Conduit 2

May 10, 2011 // Published by Matthew Blackwell

Apparently, High Voltage Software was listening to its fanbase when they started work on the definitive article-less Conduit 2. That doesn't mean they made a good game – far from it, in fact. The fact remains that those "improvements" were built upon a completely broken foundation, both in terms of genre and fan expectations, and just because this series delivers something on the Wii that is prevalent on the HD consoles doesn't automatically make it good; in fact, it makes it sad and pathetic.

The Conduit series is a fairly convoluted tale of aliens (called, hilariously, "The Drudge," which is as apt a description of the game as it is the aliens) invading Earth, antagonists named after dead presidents, and the bog-standard "badass with guns" protagonist, Michael Ford.
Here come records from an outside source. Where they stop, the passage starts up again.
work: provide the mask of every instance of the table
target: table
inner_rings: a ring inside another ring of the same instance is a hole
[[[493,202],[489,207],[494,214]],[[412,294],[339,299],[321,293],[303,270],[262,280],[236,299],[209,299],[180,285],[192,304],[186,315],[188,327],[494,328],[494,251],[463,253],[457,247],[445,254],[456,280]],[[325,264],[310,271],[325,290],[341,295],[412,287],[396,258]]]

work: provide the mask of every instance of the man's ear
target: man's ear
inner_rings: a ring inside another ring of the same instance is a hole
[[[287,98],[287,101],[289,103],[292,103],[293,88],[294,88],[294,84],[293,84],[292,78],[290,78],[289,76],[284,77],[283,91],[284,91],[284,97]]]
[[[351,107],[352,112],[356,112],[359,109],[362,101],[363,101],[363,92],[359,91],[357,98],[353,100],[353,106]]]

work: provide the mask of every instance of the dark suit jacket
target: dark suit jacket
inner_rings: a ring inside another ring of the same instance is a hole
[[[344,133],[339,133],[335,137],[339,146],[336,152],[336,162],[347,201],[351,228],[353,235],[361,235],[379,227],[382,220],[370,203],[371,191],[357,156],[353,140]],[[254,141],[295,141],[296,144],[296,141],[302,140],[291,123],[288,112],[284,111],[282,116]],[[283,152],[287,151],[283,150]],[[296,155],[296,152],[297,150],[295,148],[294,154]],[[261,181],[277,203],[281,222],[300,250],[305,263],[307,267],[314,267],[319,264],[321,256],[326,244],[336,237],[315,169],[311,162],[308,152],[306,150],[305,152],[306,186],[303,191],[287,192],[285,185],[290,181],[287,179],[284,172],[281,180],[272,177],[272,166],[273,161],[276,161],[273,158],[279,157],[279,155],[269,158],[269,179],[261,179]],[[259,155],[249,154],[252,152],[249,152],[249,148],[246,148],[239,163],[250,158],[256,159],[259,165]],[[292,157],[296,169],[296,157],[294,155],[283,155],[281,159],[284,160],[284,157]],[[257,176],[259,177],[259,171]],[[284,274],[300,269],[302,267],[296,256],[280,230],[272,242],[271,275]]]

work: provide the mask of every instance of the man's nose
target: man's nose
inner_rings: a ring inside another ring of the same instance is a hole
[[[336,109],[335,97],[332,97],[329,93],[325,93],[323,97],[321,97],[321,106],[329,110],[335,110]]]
The first game saw the player tossed into a bland, personality-free corridor shooter that was only partially saved by the game's fantastic controls, but I've always contended that games shouldn't be praised simply because their mechanics (easily the most boring part of game design, and something that really, really should be taken for granted by now), and the absence of anything resembling originality, intelligence, wit or cleverness made The Conduit a real slog through its artistically poor environments and boring shooting sections.
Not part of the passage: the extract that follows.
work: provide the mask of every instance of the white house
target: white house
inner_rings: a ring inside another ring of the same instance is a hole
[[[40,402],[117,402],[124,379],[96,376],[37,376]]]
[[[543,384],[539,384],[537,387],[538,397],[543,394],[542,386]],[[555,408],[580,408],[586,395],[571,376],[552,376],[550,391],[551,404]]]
Conduit 2 does very little to rectify the central problem of the series, which is that, in every aspect, Conduit 2 has been designed to intentionally ape other (and some, though not me, would say "better") first-person shooters. The game is intentionally Halo-esque, Duke Nukem-esque, Half-Life-esque, and its only identity is its dogged determination to provide the "HD shooter experience" on the Wii.

The problem with this is that no one thought to mention to High Voltage Software that the majority of first-person shooters on the HD consoles are flawed from a fundamental standpoint; that their design flies in the face of interesting or good ideas in favour of a masochistic bending to the whims of their fans who crave the same easily consumable, unchallenging, boring game design; and that, I think anyways, most people who own Wiis want them not for this kind of experience, but for the more universal, inviting game designs found in the Wii's wheelhouse – games that recall retro designs.

For a moment, though, let's pretend that I like first-person shooters and don't find them generally reprehensible (I REALLY FUCKING HATE SHOOTING THINGS), and also that I liked The Conduit, but thought that certain aspects could be improved. In that sense, Conduit 2 is a modest improvement over the original. There are more diverse guns, the environments are generally larger and more detailed, and there's more of a commitment to over-the-top moments. But even with this generous assessment, there are a number of huge problems with the game.

For starters, the story, characters and situation are totally worthless. In the transition from the first game, HVS traded Kevin Sorbo (Hercules) as Michael Ford for Duke Nukem himself, John St. John. This was a terrible idea, because it gave somebody at HVS the idea that they could write comedy. Being released on the same day as Portal 2 exposes Conduit 2 for the charade it is, as this is one of the most cringe-inducingly unfunny games I've ever played. All of the "winks and nods" fall completely flat, and John St. John seriously sounds like he barely knows what the English language is. Not only is Michael Ford completely unoriginal, he's now both unoriginal and an unfunny douchebag. As well, there's a moment in the game where he, basically, gets Master Chief armour, and it's all the game can do to just try not to say "look at this Master Chief armour!" If Conduit 2 needed anything, it wasn't misguided humour and in-jokes.

And while the game's environments are improved, they're also completely thematically unlinked, and those "big open spaces" are exposed for the facade they are. This is a corridor shooter through and through, a brainless, mindless shooting gallery posing as "good gameplay." This is a game that refuses to let you think for yourself, and while some mindless games can be excellent (see Diablo, for instance), tying it to endless, relentless killing with guns makes for an unforgivable game in my mind.

Finally, the story is completely incomprehensible. I played the first game and I still had no idea what the hell was going on. Apparently, acknowledging the story as B-movie camp is supposed to make this acceptable, but simply acknowledging your work as crap doesn't automatically make it good (see Snakes on a Plane, for instance).

So the game is boring, the story is laughably bad, and the design is fundamentally broken. What would make someone want to play this game? Well, it's two-fold I think – first, there's its "me-too" HD FPS design which, for the Wii-only and desperate and tasteless, could be appealing. And second, it's about the controls. The idea of the "perfectly controlling" FPS game appeals to people, and while Conduit 2 is not quite as accurate as the classic mouse/keyboard combo, the amount of fine-tuning you can do is frightful, and it likely comes the closest to the PC standard on consoles.

But that's just not enough. This is a game completely devoid of anything resembling good design, and often it feels so reverential to FPS culture to almost come off as a super-subversive satire. Unfortunately, it's not that at all, but just a piss-poor game in an oversaturated genre with no ambitions to push outside its generic boundaries. What good are perfect controls if all they're used for is something so utterly boring?

(side note on the multiplayer: yes, it works. Yes, all you do is shoot at other people. No, I don't find this kind of multiplayer terribly interesting, ever, in any game.)